劇団の稽古場で大和は鈴子に、「ねー、あなたたちのミスで、一番迷惑被ったのは誰だと思う?」と尋ねる。「それは、やっぱり、橘さん」と鈴子。大和は現下に「違う」と返す。お客さまだ、と。現実から離れたくて劇場に来ている観客に、一瞬でも現実を感じさせるのはプロではないと言い、次の質問をする。「あなた、どうして踊るの?」。

 鈴子は「どうして?」と反芻したあとに、「踊りたいから」と答える。大和は「その先を、これからは考えていきなさい」と言って、帰ろうとする。鈴子はその様子に、こう言う。「あの、ワテ、ちゃうわ、私も踊ってよろしいでしょうか?」。大和は「踊れば」と言い、鈴子の足に靴擦れの跡を見て、紐を渡す。これを足首に巻いて、練習しなさいと。弾む鈴子。

 そうか、「ブギウギ」の進んでいくのは、この方向なんだ。このシーンではっきりした。「踊りたい」「歌いたい」が原点の鈴子が、「お客さま」を意識しながらプロフェッショナルに成長していく。そこに鈴子ならではの前向きな性格が加わって、「笑いあり、涙あり」だけでなく、「歌あり、踊りあり」の明るいドラマになっていくんだ、と。
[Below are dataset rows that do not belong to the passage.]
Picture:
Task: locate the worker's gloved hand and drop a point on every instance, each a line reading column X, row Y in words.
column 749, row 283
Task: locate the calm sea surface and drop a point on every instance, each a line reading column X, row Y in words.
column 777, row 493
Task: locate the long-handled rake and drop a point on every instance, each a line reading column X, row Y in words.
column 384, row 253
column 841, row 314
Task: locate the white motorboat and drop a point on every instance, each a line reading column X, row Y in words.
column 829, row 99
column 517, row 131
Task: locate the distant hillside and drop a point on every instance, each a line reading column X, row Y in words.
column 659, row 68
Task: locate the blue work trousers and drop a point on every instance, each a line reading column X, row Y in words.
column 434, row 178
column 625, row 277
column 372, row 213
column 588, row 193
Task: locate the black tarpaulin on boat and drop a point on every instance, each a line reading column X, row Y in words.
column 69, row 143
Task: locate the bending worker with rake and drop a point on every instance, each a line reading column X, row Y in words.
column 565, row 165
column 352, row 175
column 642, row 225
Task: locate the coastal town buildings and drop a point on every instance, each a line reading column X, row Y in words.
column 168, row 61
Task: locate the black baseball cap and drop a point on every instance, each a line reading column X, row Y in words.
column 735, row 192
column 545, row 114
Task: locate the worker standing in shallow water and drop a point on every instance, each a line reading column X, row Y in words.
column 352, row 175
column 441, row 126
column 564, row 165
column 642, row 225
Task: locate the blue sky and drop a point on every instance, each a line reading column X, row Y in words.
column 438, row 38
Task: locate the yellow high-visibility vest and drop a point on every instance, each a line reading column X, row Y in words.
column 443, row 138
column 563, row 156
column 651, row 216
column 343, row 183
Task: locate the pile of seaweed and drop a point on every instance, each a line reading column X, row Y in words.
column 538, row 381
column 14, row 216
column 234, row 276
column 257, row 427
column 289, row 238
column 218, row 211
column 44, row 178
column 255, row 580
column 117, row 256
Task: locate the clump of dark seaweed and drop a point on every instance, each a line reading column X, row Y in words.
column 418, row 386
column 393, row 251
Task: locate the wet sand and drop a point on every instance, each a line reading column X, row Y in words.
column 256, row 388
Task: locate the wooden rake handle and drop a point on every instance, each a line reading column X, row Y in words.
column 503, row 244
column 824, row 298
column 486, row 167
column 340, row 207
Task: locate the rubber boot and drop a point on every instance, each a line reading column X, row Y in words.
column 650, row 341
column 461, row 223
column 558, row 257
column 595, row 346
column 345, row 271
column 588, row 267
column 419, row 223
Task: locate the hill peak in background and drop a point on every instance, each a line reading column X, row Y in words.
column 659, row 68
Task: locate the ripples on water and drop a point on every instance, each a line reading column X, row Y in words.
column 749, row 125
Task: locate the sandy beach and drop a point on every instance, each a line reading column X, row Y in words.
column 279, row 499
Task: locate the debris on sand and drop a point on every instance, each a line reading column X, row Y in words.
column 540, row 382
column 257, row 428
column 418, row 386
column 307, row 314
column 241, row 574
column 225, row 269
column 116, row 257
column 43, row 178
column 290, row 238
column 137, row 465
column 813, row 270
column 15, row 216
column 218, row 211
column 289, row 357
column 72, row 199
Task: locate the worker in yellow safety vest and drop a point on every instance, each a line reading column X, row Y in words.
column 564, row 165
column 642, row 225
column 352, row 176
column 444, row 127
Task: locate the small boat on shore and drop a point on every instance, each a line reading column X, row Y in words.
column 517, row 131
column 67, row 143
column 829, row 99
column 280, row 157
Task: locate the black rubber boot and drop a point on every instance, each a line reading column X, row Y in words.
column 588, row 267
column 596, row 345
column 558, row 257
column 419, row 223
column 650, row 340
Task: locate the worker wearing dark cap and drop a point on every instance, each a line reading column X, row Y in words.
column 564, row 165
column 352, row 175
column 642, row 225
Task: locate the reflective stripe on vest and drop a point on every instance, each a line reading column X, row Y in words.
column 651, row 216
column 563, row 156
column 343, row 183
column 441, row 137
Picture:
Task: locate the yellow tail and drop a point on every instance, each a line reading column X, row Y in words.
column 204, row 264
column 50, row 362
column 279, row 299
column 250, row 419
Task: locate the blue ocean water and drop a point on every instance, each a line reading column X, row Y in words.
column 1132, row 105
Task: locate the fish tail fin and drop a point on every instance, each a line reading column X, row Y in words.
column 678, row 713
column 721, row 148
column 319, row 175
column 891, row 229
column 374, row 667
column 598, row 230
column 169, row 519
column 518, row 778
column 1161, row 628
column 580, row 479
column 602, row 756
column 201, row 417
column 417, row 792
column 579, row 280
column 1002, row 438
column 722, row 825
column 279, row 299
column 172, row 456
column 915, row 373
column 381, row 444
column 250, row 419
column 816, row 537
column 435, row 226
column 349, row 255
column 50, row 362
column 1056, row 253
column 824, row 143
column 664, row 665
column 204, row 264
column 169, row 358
 鈴子のモデルは、戦後の日本を彩ったブギの女王・笠置シヅ子だ。昭和生まれで昭和の終わる少し前に社会人になった私は、彼女の力強さとエンターテイメント性を何となく知っている。だからなおさらなのかもしれないが、そこに結びつけてくれたのは蒼井さんだった。かっこいいです、強いです、という演技ではないのに、大和というトップスターの覚悟のほどが伝わってきた。それが鈴子という後の大スターの指針になる。一瞬でそう思わせた。

 蒼井さんの声は優しいけれど、強い。顔は寂しいタイプだけれど、意志的だ。そんなことも鈴子との短いやりとりから感じた。初回からの2週間、「ブギウギ」をもっていったのが大和であり、蒼井さんだった。